In Warsaw, the surge in Polish shares set three consecutive 33-month highs, but analysts were not sure whether the rally would continue next week.


They said profit-taking was likely early next week, but were unsure whether the market, buoyed by foreign buying, would hit new records or fall later in the week.


The WIG index soared 6.4 percent this week to 15,418.9 points.


"I don't think the trend will last on the long term. It's too violent and seems to be purely psychological, not based on fundamentals. It's difficult to say when it will end," said Pawel Tarnowski of Raiffeisen Capital and Investment Polska.


Analysts said investors would be watching December and 1996 inflation data due Wednesday, as the central bank said a possible decision to raise rates might hinge on those figures.


The Budapest Stock Exchange began the year in an euphoric mood with the BUX index steadily climbing from last December's rally despite Friday's 10.09 drop amid profit-taking.


The BUX hit the 14th successive record high in a row Thursday, closing at 4,724.59 points, up 161.76. The BUX has more than tripled since the beginning of 1996 and rose 14 percent from Dec. 31.


Traders said the bull run was driven by fresh interest of foreign and domestic investors on a worldwide rising trend on stock markets.
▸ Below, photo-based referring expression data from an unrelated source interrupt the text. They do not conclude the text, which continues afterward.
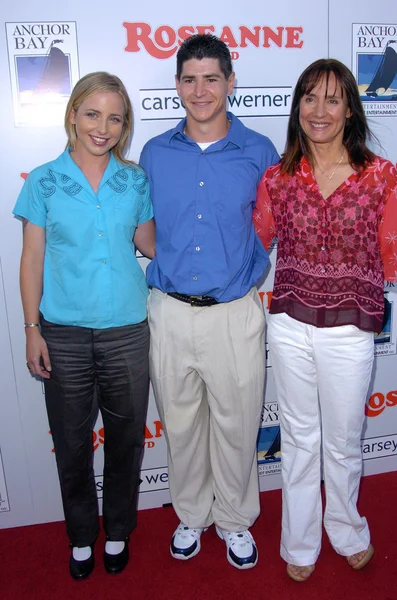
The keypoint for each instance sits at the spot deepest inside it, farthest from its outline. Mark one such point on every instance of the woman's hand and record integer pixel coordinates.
(37, 357)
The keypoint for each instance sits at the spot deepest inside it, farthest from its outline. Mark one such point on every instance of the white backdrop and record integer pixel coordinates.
(271, 44)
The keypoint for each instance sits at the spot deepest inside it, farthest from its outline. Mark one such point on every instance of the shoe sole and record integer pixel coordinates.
(193, 554)
(299, 578)
(231, 561)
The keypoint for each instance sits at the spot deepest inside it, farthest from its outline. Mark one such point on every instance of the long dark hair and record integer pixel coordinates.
(356, 130)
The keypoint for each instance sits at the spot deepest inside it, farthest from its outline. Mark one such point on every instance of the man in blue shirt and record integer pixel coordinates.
(207, 323)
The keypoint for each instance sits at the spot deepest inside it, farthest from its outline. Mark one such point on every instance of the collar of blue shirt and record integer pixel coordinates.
(236, 134)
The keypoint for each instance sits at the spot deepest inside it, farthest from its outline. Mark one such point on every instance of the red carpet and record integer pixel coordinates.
(34, 561)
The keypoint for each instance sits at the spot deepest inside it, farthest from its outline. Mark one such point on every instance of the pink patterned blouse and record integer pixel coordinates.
(332, 255)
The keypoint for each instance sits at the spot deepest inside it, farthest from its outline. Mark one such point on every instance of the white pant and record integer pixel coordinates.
(207, 371)
(322, 377)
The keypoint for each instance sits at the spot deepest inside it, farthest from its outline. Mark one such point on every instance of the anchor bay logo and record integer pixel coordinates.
(374, 63)
(43, 65)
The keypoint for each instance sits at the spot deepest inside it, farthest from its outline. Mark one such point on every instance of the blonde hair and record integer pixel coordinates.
(94, 83)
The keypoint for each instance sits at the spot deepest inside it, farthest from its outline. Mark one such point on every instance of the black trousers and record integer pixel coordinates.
(114, 363)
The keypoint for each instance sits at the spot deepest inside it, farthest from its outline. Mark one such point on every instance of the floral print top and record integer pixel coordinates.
(332, 254)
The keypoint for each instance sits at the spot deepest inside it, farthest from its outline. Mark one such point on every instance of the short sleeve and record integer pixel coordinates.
(31, 204)
(388, 229)
(262, 215)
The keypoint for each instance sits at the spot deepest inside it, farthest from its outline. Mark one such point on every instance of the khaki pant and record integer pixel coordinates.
(207, 370)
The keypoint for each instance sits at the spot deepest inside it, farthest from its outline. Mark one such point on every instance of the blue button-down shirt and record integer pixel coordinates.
(203, 202)
(91, 275)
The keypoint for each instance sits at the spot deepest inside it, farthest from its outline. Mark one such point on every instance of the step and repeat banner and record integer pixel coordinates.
(45, 49)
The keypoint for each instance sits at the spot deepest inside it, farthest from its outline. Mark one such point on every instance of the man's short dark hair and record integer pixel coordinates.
(204, 45)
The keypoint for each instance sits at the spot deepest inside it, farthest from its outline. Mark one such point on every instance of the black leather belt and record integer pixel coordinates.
(194, 300)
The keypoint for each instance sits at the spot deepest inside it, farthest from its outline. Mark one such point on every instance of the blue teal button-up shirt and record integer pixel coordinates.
(91, 275)
(203, 202)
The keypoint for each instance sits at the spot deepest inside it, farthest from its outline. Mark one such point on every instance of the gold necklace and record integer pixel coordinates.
(333, 172)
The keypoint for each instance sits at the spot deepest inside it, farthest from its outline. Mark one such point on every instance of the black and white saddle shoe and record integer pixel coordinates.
(80, 569)
(115, 563)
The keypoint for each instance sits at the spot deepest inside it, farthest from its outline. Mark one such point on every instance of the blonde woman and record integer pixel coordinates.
(84, 301)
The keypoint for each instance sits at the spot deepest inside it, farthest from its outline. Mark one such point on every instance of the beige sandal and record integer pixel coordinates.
(365, 559)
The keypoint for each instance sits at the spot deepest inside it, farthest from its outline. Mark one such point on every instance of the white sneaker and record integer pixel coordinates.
(241, 548)
(185, 542)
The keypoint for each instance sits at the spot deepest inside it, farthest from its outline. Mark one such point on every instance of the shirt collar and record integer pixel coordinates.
(235, 135)
(75, 173)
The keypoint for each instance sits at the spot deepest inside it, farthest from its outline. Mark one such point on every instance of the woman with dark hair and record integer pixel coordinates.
(84, 300)
(332, 205)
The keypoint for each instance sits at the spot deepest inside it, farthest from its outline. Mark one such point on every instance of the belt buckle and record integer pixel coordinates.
(192, 300)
Good Hungarian macroeconomic figures and corporate results also underpinned investors sentiment that Hungarian shares were undervalued.
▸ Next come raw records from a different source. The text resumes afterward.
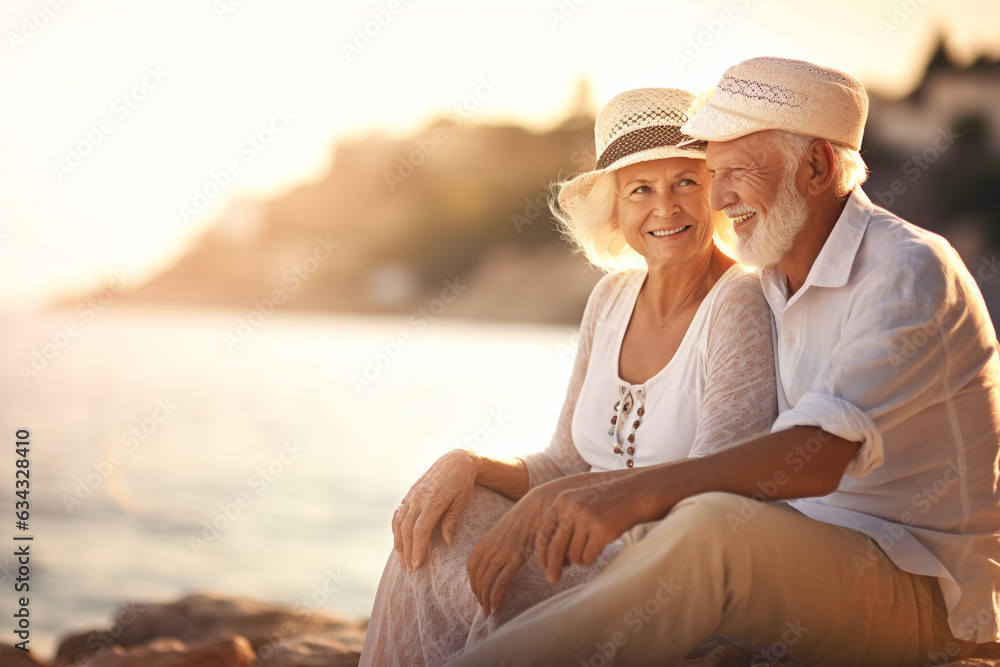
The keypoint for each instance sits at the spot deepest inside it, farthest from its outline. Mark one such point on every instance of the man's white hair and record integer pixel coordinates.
(849, 170)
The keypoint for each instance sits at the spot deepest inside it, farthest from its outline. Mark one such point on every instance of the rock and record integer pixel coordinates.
(169, 652)
(202, 616)
(315, 651)
(15, 657)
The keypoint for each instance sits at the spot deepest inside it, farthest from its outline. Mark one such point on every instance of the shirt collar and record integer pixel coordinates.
(832, 267)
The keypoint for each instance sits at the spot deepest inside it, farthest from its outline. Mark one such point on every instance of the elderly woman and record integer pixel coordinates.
(675, 360)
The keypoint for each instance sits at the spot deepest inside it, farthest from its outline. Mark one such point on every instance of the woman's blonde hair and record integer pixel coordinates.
(588, 226)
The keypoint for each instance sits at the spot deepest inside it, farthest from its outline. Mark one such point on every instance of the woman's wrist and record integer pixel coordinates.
(508, 477)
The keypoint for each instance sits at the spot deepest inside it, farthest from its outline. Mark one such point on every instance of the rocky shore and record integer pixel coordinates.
(203, 630)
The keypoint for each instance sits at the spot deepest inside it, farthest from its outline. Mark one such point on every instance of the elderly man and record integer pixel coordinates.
(888, 551)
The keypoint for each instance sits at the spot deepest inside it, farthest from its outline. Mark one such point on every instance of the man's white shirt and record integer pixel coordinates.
(889, 343)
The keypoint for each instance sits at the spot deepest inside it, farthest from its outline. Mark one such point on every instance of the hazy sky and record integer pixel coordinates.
(115, 114)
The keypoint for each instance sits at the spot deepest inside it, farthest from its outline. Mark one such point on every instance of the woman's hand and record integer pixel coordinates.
(437, 498)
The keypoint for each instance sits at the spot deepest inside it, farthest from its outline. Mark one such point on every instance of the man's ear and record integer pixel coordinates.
(820, 164)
The pace of the rally took traders by surprise. Even though a downward correction may come any time, they said Hungarian stocks were likely to extend their gains substantially in 1997.


In Prague, Czech shares took off with gains this year and analysts say foreign investors may be diverting their attention to the relatively undervalued PX50 after realizing strong gains last year in Warsaw and Budapest.


"We cannot expect the same strong interest in Poland and Hungary so the investors have decided to put money into the Czech Republic," said Miroslav Nosal of Patria Finance.


Last year the PX50 index rose by just 27 percent compared with well over 100 percent in Budapest and nearly 90 percent in Warsaw. In the week to Friday, the PX50 rose 3.4 percent to 557.8 powered by strong performances from major issues.